On Wed, Sep 17, 2008 at 10:01:12AM -0500, Patrick R. Michaud wrote:
> On Tue, Sep 16, 2008 at 09:01:06PM -0700, Stephen Simmons wrote:
> > Using the more elaborate version of the testcase behind #58294, which has a
> > two and a three argument version of max, what use to compile and execute
> > incorrectly before the bug fix now compiles and segfaults.  I suspect this
> > has nothing to do with the changes that fixed #58294, and everything to do
> > with recent MMD changes.  But that's speculation
> > I've stripped it down to the max(a,b) and max(a,b,c) definitions and one
> > three-arg call, though a two-arg call produces a similar result.  The result
> > is:
> > 
> > sully:perl6 stephensimmons$ perl6 experiment/max3.p6
> > Null PMC access in invoke()
> > current instr.: '_block11' pc 44 (EVAL_14:19)
> 
> I think there's something wrong with Rakudo's code generation
> here; see the --target=pir output for max3.p6.  [...]
>     ## 2 argument form
>     .sub "max"  :multi() :lexid("25") :outer("23")
>     ## 3 argument form
>     .sub "max"  :multi() :lexid("33") :outer("23")
> 
> Those two empty :multi() declarations look very suspicious to me,
> but I'm not familiar enough with the new MMD implementation to know
> how it's supposed to work.

I just checked with Jonathan on IRC, and he says the empty :multi()
declarations are correct here.  So that's not the problem.

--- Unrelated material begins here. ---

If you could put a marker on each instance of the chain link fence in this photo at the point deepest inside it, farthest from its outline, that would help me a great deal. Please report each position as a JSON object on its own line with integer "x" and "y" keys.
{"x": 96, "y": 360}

Actually, I suspect the problem may be that 'max' is already a
builtin function in Perl, and that the conflict comes because
the builtins (written in PIR) are still using Parrot's MultiSub
while the ones written in Perl 6 are using the new Perl6MultiSub
implementation.  If I change the function name in max3.p6 to
be something other than 'max', it appears to work:

    $ cat max3.p6
    multi sub max3($a, $b) {
            if defined $a && defined $b {
                    if $a >= $b { return $a } else { return $b }
            }
            elsif defined $a { return $a }
            elsif defined $b { return $b }
            else { return undef }
    }
    
    multi sub max3($a, $b, $c) {
            return max3(max3($a, $b), $c);
    }
    
    say "6 <" ~ max3(9,2,1) ~ ">";
    $ ./parrot perl6.pbc max3.p6
    6 <9>
    $

So, this problem should be "fixed" when we get the builtins to be
written in Perl 6 (or at least using Perl6MultiSubs).